Iterate by editing the Modelfile and rebuilding with the same ollama create command. Each rebuild replaces the previous version of the custom model. The base model weights are not re-downloaded, so rebuilds are fast. This rapid iteration cycle lets you refine your model's behavior through systematic prompt engineering and parameter tuning.
Keep notes on what parameter changes produce which behavioral changes. Small temperature adjustments (0.1 to 0.3 increments) produce noticeable differences in output variety. Context window changes affect the model's ability to reference earlier parts of long conversations. Repeat penalty adjustments between 1.0 and 1.3 control how much the model avoids repeating words and phrases.
Deploy and Use
Custom models are available through the API just like standard models. Specify the custom model name in API requests to /api/chat, /api/generate, or the OpenAI-compatible endpoint. Applications that work with standard Ollama models work identically with custom models, with no code changes needed.

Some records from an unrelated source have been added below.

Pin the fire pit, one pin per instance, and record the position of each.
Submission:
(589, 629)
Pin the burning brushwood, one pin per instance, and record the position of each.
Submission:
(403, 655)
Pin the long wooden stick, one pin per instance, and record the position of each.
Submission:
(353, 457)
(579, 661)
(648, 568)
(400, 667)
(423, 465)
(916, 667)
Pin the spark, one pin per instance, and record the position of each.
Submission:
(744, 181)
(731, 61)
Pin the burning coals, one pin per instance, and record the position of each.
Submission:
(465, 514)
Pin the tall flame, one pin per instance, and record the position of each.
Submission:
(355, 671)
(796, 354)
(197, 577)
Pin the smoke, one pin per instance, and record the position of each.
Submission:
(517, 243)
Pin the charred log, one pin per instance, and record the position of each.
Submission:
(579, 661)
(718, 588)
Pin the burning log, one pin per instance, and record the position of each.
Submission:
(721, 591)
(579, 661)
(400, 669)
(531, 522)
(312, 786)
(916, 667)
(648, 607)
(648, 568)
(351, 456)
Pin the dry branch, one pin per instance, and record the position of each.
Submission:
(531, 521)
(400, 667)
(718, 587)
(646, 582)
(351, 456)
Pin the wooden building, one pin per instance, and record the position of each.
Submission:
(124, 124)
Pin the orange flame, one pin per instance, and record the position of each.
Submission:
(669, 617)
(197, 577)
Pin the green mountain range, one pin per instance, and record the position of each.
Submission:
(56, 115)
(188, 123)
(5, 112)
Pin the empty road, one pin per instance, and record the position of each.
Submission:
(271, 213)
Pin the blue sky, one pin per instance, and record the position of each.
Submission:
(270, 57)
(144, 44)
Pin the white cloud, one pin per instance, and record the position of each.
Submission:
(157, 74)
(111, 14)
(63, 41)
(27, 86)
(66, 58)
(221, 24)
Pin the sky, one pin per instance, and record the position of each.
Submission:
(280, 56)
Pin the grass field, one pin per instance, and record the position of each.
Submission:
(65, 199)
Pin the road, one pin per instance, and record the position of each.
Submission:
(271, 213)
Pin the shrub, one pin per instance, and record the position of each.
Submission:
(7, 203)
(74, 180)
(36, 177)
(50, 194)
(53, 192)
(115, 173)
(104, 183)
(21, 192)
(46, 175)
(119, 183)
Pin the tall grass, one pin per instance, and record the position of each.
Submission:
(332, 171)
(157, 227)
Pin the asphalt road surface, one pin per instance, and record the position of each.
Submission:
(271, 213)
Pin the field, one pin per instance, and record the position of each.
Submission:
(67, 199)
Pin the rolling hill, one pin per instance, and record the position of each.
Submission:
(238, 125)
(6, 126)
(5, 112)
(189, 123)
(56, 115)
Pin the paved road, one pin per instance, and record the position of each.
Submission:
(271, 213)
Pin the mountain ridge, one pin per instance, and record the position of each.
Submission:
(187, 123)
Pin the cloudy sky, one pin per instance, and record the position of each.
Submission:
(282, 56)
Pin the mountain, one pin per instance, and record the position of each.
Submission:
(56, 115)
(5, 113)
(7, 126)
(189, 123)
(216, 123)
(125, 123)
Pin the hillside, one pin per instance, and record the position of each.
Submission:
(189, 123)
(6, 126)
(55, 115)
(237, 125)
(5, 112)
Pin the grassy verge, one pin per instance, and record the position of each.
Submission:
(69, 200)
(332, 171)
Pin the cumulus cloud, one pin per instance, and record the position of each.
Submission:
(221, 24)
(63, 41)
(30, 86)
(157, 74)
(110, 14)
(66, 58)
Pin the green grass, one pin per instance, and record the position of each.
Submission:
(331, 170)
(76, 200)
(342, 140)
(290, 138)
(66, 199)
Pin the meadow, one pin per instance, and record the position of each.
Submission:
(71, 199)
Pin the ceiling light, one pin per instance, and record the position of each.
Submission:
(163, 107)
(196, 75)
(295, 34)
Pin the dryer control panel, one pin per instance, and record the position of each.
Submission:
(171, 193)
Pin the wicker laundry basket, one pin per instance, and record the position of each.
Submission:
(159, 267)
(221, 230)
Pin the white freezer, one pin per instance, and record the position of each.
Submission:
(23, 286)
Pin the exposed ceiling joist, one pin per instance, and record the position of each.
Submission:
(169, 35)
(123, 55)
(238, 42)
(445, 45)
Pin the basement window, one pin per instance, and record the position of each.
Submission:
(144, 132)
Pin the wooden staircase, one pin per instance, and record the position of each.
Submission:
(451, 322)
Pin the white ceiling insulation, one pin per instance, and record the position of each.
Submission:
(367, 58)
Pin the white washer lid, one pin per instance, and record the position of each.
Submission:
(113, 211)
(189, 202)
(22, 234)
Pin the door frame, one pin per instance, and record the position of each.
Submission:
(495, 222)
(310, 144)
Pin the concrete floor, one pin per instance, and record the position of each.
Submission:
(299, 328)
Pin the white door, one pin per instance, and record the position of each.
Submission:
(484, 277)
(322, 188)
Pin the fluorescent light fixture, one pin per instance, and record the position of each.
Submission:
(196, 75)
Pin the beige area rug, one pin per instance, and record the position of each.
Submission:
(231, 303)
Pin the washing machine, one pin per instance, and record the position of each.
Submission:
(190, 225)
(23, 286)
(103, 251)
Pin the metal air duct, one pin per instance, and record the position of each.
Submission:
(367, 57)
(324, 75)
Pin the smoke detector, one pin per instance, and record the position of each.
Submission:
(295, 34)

Share Modelfiles with your team by committing them to version control. Team members can build the same custom model on their machines by running ollama create with the shared Modelfile. This provides a reproducible, version-controlled way to distribute model configurations across a development team.
Modelfile Directives Reference
FROM specifies the base model (required). PARAMETER sets inference parameters. SYSTEM defines the system prompt. TEMPLATE customizes the prompt template format for the model. ADAPTER applies a LoRA or QLoRA fine-tuning adapter. LICENSE specifies the license for the custom model. MESSAGE adds example conversation turns that prime the model's behavior.

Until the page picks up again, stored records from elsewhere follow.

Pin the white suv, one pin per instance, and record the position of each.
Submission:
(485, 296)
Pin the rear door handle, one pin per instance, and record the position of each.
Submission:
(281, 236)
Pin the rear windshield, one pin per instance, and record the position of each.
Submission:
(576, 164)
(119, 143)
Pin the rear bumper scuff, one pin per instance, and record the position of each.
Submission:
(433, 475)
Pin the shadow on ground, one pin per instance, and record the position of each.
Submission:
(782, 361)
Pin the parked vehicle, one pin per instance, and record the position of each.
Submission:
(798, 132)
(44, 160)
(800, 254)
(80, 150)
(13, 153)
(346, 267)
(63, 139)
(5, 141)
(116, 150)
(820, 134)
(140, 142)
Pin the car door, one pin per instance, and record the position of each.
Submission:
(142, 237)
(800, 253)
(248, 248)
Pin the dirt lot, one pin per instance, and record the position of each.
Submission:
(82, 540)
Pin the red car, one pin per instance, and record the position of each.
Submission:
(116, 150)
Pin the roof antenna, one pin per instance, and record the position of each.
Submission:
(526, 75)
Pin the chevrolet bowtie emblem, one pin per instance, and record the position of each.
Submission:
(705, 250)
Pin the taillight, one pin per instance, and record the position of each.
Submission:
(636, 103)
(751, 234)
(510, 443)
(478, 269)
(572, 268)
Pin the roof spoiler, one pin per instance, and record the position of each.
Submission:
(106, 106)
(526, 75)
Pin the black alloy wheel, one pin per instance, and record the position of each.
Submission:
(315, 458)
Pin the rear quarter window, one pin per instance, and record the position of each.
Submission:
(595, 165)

The TEMPLATE directive is advanced and usually unnecessary unless you are working with a model that uses a non-standard prompt format. The default template is determined by the base model and works correctly in most cases. Changing the template without understanding the base model's expected format can break generation quality.

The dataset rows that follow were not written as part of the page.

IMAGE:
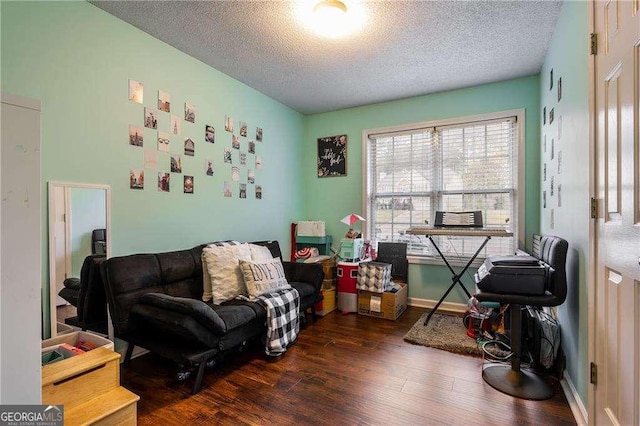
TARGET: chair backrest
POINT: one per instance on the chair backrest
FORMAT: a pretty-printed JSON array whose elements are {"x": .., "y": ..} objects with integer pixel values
[
  {"x": 396, "y": 255},
  {"x": 553, "y": 251}
]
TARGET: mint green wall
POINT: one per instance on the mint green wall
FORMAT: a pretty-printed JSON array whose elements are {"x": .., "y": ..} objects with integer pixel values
[
  {"x": 77, "y": 60},
  {"x": 88, "y": 212},
  {"x": 330, "y": 199},
  {"x": 568, "y": 57}
]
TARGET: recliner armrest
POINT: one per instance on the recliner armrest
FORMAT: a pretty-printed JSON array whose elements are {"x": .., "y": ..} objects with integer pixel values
[
  {"x": 72, "y": 283},
  {"x": 197, "y": 309},
  {"x": 304, "y": 272}
]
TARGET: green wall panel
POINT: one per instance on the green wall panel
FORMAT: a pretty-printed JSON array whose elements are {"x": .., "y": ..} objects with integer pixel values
[
  {"x": 568, "y": 58},
  {"x": 330, "y": 199},
  {"x": 77, "y": 59}
]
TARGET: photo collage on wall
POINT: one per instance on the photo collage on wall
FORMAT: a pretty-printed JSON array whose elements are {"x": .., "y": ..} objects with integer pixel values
[
  {"x": 242, "y": 158},
  {"x": 552, "y": 166},
  {"x": 176, "y": 141}
]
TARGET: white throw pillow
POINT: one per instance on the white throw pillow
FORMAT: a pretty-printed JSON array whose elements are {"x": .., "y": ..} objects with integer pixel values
[
  {"x": 224, "y": 271},
  {"x": 260, "y": 253},
  {"x": 264, "y": 277}
]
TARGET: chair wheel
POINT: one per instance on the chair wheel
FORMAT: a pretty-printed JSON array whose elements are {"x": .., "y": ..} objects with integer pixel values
[
  {"x": 183, "y": 375},
  {"x": 465, "y": 319}
]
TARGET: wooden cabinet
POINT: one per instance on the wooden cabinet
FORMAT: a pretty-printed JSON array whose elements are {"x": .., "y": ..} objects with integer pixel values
[{"x": 88, "y": 386}]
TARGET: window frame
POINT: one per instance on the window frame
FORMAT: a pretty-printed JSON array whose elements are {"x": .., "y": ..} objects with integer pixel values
[{"x": 519, "y": 181}]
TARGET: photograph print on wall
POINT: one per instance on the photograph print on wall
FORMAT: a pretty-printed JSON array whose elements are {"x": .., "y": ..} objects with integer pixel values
[
  {"x": 208, "y": 167},
  {"x": 332, "y": 156},
  {"x": 176, "y": 163},
  {"x": 164, "y": 101},
  {"x": 151, "y": 118},
  {"x": 136, "y": 179},
  {"x": 176, "y": 125},
  {"x": 163, "y": 142},
  {"x": 136, "y": 135},
  {"x": 559, "y": 195},
  {"x": 209, "y": 134},
  {"x": 559, "y": 89},
  {"x": 188, "y": 184},
  {"x": 559, "y": 126},
  {"x": 559, "y": 162},
  {"x": 150, "y": 159},
  {"x": 135, "y": 91},
  {"x": 189, "y": 112},
  {"x": 189, "y": 147},
  {"x": 164, "y": 180}
]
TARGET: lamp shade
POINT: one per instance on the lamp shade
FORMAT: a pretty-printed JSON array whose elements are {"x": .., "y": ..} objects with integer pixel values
[{"x": 352, "y": 218}]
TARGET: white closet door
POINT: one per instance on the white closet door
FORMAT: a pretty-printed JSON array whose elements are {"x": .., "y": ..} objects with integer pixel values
[{"x": 20, "y": 252}]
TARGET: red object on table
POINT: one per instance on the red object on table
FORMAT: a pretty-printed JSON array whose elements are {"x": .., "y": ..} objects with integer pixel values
[{"x": 347, "y": 292}]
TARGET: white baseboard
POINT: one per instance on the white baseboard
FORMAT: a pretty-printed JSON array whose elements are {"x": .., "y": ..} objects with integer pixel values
[
  {"x": 137, "y": 351},
  {"x": 445, "y": 306},
  {"x": 575, "y": 403}
]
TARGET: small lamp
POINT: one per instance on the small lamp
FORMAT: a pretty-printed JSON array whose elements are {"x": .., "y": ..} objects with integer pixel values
[{"x": 350, "y": 220}]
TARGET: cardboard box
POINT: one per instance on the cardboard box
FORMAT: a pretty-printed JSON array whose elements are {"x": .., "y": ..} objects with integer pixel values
[
  {"x": 328, "y": 303},
  {"x": 374, "y": 277},
  {"x": 75, "y": 337},
  {"x": 385, "y": 305}
]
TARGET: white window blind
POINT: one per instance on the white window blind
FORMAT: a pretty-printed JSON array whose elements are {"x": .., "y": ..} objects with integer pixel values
[{"x": 462, "y": 167}]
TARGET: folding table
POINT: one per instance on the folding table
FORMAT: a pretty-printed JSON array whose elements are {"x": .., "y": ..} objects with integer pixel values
[{"x": 430, "y": 231}]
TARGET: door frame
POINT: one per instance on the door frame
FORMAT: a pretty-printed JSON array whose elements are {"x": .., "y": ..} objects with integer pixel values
[
  {"x": 52, "y": 272},
  {"x": 593, "y": 243}
]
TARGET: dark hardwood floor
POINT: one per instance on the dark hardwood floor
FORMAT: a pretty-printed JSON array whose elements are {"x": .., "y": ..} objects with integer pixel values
[{"x": 344, "y": 369}]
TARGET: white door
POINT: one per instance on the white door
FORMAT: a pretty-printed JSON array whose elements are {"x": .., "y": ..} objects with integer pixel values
[
  {"x": 20, "y": 250},
  {"x": 61, "y": 243},
  {"x": 617, "y": 281},
  {"x": 61, "y": 239}
]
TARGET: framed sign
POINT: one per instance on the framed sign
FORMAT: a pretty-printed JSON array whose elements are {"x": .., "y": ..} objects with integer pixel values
[{"x": 332, "y": 156}]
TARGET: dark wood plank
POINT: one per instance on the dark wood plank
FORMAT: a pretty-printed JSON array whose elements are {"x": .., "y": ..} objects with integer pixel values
[{"x": 344, "y": 369}]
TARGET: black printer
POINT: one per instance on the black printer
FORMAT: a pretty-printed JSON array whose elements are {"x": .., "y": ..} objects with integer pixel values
[{"x": 515, "y": 274}]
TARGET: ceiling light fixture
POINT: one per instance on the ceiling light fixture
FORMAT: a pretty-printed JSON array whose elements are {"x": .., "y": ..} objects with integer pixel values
[{"x": 330, "y": 18}]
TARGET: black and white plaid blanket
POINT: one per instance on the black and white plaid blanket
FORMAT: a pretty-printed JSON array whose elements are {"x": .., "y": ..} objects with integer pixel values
[{"x": 283, "y": 323}]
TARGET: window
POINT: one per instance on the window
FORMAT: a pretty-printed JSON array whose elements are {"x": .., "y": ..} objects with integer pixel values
[{"x": 461, "y": 165}]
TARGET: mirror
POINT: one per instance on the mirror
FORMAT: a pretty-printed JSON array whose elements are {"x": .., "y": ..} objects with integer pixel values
[{"x": 79, "y": 227}]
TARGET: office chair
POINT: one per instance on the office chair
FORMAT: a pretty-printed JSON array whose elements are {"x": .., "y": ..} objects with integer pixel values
[{"x": 510, "y": 379}]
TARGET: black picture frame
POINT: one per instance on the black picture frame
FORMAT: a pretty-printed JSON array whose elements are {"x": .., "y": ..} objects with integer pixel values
[{"x": 332, "y": 156}]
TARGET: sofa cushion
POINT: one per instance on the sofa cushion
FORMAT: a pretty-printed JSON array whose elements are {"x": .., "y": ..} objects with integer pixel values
[
  {"x": 260, "y": 253},
  {"x": 224, "y": 271},
  {"x": 197, "y": 309},
  {"x": 264, "y": 277}
]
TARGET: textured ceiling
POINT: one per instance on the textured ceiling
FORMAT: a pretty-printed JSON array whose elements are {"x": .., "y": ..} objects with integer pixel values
[{"x": 406, "y": 48}]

The ADAPTER directive applies fine-tuning adapters to the base model. If you have trained a LoRA adapter on custom data using tools like Hugging Face's PEFT library, you can apply it through the Modelfile to create a fine-tuned local model. The adapter file must be in GGUF format compatible with the base model's architecture.
Practical Modelfile Examples
A coding assistant Modelfile might use Qwen3 14B as the base with temperature 0.1, context window 16384, and a system prompt that instructs the model to produce clean code with inline comments, follow language-specific conventions, and explain its reasoning before presenting code solutions. This configuration prioritizes accuracy and consistency over creative variety.
A creative writing Modelfile might use Llama 4 Scout as the base with temperature 0.9, top_p 0.95, repeat_penalty 1.1, and a system prompt that describes the model as a skilled fiction author who creates vivid descriptions, develops complex characters, and maintains consistent narrative voice. This configuration encourages diverse, engaging output.
A data analysis Modelfile might use DeepSeek-R1 14B as the base with temperature 0.3 and a system prompt that instructs the model to think step by step, show calculations, cite data sources, and present findings in structured formats with clear conclusions. This leverages DeepSeek-R1's reasoning strengths for analytical tasks.
Modelfiles let you create unlimited custom model configurations by combining base models with specific parameters and system prompts. The system prompt is the most impactful customization, and rapid iteration through edit-build-test cycles lets you refine model behavior precisely for your needs.